Alastair’s Place

Software development, Cocoa, Objective-C, life. Stuff like that.

Dear Adobe

Dear Adobe,

Signing up for Creative Cloud was not a pleasant experience. Here is why:

  1. When I tried to go through your payment process, I was left with some flashing boxes and nothing else happened. This is apparently because I made the “error” of using Safari (Apple’s default web browser) to attempt to purchase from you.

    It is evident that you didn’t test your payment process in Safari properly (at least the last time you changed it) before you made it live. This is not acceptable.

  2. You then had me download an installer for “Adobe Application Manager”. This is fine, but it failed, giving the error message

    Leaving aside for the moment the stray capital letter ‘p’ on the word “Please”, this message does not mean anything useful and it is not obvious what to do about it.

  3. When I go to your support website and choose “Troubleshoot Creative Cloud Installation and Download”, I get this:

  4. On further investigation, I was able to locate the installer that had been downloaded, which makes the following claim:

    Leaving aside the presentational inconsistency that the text in this window appears to be white rather than black, and the fact that in 2012 it is not reasonable (especially given the cost of your products) to merely throw your hands up when presented with a case-sensitive filesystem, the fact is that my filesystem is not case sensitive.

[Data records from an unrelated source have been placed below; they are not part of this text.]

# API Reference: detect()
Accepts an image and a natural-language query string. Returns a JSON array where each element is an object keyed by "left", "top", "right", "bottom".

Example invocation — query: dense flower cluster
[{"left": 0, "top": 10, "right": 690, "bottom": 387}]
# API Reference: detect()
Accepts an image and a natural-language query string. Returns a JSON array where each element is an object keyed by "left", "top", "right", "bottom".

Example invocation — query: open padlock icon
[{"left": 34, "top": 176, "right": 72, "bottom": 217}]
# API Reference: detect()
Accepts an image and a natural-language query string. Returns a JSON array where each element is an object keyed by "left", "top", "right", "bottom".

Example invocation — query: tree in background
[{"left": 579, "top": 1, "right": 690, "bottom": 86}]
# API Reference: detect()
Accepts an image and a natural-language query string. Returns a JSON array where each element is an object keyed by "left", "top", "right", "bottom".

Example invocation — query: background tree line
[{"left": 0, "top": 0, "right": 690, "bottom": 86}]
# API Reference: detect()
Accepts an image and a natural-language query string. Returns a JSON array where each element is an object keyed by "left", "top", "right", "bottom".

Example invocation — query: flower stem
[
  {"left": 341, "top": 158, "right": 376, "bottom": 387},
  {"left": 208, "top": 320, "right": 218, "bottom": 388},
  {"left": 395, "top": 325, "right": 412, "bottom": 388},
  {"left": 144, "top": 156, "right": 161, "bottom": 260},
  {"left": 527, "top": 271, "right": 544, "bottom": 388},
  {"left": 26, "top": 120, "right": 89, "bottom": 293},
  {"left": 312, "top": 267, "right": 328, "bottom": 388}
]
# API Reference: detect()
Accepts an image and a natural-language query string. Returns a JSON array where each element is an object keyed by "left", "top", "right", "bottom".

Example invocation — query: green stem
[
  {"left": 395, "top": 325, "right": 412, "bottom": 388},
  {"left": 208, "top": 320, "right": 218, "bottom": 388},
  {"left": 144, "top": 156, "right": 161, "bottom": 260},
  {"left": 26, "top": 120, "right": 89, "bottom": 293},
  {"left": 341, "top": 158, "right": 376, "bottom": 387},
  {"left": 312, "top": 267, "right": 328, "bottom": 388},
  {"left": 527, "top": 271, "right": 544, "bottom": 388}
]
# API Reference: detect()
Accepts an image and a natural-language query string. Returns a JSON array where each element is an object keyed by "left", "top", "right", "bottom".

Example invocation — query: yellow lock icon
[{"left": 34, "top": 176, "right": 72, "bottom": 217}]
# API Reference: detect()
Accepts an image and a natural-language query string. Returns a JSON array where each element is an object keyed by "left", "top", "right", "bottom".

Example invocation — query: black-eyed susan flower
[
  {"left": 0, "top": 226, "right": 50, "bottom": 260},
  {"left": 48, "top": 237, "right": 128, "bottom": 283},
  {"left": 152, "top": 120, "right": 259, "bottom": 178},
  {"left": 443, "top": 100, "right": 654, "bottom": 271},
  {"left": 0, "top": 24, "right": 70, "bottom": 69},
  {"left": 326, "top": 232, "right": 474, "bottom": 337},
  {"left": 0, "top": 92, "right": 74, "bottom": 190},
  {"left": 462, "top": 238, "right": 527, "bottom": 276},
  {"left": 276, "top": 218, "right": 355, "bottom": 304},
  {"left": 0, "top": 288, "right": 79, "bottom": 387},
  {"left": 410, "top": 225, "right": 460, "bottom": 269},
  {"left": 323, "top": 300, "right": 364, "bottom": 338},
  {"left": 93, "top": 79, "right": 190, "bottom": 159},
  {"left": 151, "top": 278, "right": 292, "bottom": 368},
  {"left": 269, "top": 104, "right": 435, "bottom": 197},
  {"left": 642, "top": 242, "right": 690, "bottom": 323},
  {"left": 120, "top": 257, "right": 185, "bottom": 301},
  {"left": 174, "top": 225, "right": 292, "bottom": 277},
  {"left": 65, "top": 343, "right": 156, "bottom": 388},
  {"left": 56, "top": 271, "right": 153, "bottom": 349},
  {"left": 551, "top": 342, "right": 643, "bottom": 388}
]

    Let me repeat for the hard of hearing:

    MY FILESYSTEM IS NOT CASE SENSITIVE

    Since you (Adobe) most likely won’t take my word for it (though I can’t imagine why), here’s a quick test in a Terminal window to demonstrate:

Now, having tried your software before, and having discovered in the past that the installers are totally broken, I was aware that the fact that I normally log in to the machine as a network user (albeit one with local administrator privileges — as a developer, that’s pretty much a necessity) was most likely going to cause your software to fail. Note: that is not any kind of excuse. It’s your shoddy work that makes it fail, not my choice to operate my computer system in an entirely reasonable, Apple-supported configuration.

I did eventually get your software to install, however:

  • It is abundantly clear that you do not test your installers sufficiently well on Mac OS X. In particular, you need to make sure you address the following situations:

    1. When the user doing the install is not, themselves, an administrator.

    2. When the user doing the install is a network user whose home directory is on a fileserver somewhere.

    3. When the user doing the install has a case-sensitive home directory, but the rest of the filesystem is case-insensitive. THIS IS AN APPLE SUPPORTED CONFIGURATION and is quite common in set-ups where the fileserver is running some other flavour of Unix.

    There is no reason you should not be able to install successfully in all of these cases, even if you can’t be bothered to properly support case sensitive filesystems for your application bundles.

  • It is also apparent that you did not properly test your purchase form with Safari, which is the dominant web browser on Mac OS X.

  • You need to stop throwing your hands in the air when presented with a case-sensitive filesystem. It may not be supported for boot, but it is supported (at least) for peoples’ home directories and for other disks on the system. Some of these people might want your software installed in one of these other locations, and you should make sure that it works.

    If you are so utterly incompetent that you cannot work out that doing this is actually no more effort than making it work for case-insensitive systems, I have a library for you. Link against it, and all your case-sensitivity woes will go away. Though you may have some security bugs instead, if you don’t think too hard about it.

A result of all of this is that the purchase process was not smooth. As a developer, I was able to figure out what to do to get things to work; most normal users would not have been able to.